What are the issues with declaring names using strings?

Here is a typical ObjectDataSource declaration in your ASPX/ASCX:

<asp:ObjectDataSource ID="sqlDataSource" runat="server"
SelectMethod="FetchByProductAuthority" TypeName="Generated.StoreAuthority.ItemGroupController"
EnablePaging="True" SortParameterName="sort">
        <asp:Parameter Name="pa" Type="String" />
        <asp:Parameter Name="search" Type="String" />
        <asp:Parameter Name="user" Type="String" />

Why is it bad to have those properties set declaratively as strings, especially SelectMethod and TypeName?  If you ever rename your class, the select method or even add/remove its parameters, you will never know at compile time that you have broken your ODS (ObjectDataSource). Code refactoring tools don't affect these declarations either, so you are stuck using Find and Replace to change the strings in your declarations. In the worst case, you'll discover at run-time that you've broken your application.

Expressions + Lambda to the rescue

I just recently learned about Expression<T> from this article and it gave me an idea.  I managed to make something work with an extension method on the ObjectDataSource class plus a bit of extra glue logic that I will cover today.  My solution is not perfect since it’s the first time I play with Expressions, but I think it’s a good start.  I'd be ecstatic if you wanted to help me improve the syntax!

Here is how you would set your SelectMethod, TypeName and select parameters on an ODS, using my newly created extension method SetSelectMethod.

ods.SetSelectMethod<ProductController>(ctrl => ctrl.FetchAll());


imageWhat is happening in this piece of code?  We are calling an extension method on ObjectDataSource.  This extension method takes an Expression<Action<T>> as a parameter, where T is our controller in the model-view-controller pattern.  This basically means that we can pass an expression tree to the method that will be analyzed to figure out the information we're looking for.

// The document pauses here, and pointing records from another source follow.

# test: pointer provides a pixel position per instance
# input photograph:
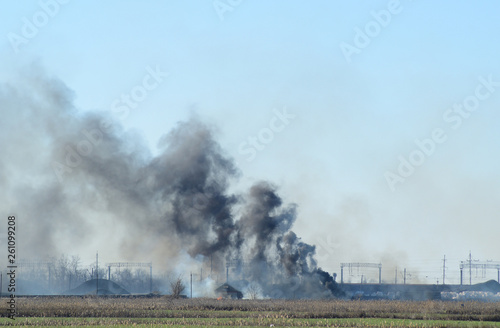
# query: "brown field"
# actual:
(247, 312)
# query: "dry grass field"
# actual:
(134, 311)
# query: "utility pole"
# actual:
(470, 268)
(97, 272)
(444, 267)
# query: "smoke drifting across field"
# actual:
(74, 177)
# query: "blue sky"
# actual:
(352, 117)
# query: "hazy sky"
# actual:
(378, 118)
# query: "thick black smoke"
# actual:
(79, 178)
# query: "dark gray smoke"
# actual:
(78, 178)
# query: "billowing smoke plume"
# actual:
(74, 177)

If you’re not familiar with what I’m saying, I recommend you take a look at this great article: Taking the magic out of Expression.  The expression tree enable us to retrieve all kinds of information from the lambda expression, like the TypeName (in this case “LavaBlast.Data.ProductController”) of the object used to make the method call and the Method name itself (SelectMethod = “FetchAll”).  We can even parse each parameter used and add them to the parameter collection of the ODS.  We can give Parameters default values derived from our expression tree of the lambda expression.  More on that later.

The figure on the left represents the expression tree for the lambda “ctrl => ctrl.FetchAll()”.

The goal of the lambda expression you pass to SetSelectMethod<T> is to make a fake call to the method you want the ODS to use when they make a Select operation.  By fake call I mean the ODS won’t invoke this lambda expression because it is there only to get analyzed for information, like the object name, method name, parameters, etc. However, since we are making a valid method call with all required parameters, you will be able to see at compile time that refactored code has affected this ODS. If we ever change this method in the future and it doesn’t compile anymore, then we’ll know it here.

It’s time for a real life example of something useful.  The last piece of code didn’t even include sorting and paging. Here is an example setting our ODS to utilize sorting and paging. Note that because paging is enabled, a SelectCountMethod is required by our ODS:

    ctrl => ctrl.FetchAll(String.Empty, 0, 0),
    ctrl => ProductController.GetCount());

The method called has the following signature:

public virtual ProductCollection FetchAll(string sort, int startRowIndex, int maximumRows)

This time we have two lambda expressions, one with three empty arguments (these default values are ignored but the data types help us identify a particular method) and one defining our GetCount method.  The second one references a static method, but is very similar to what we've already covered. The properties TypeName, SelectMethod and SelectCount on the ODS will be specified by our SetSelectMethod.

Analyzing Parameters

What if we want to add parameters coming from the Session or from the value of a control on the page?  Or simply a Parameter having a default value?  The expression tree can be analyzed to discover the parameters to be added to our SelectParameter collection.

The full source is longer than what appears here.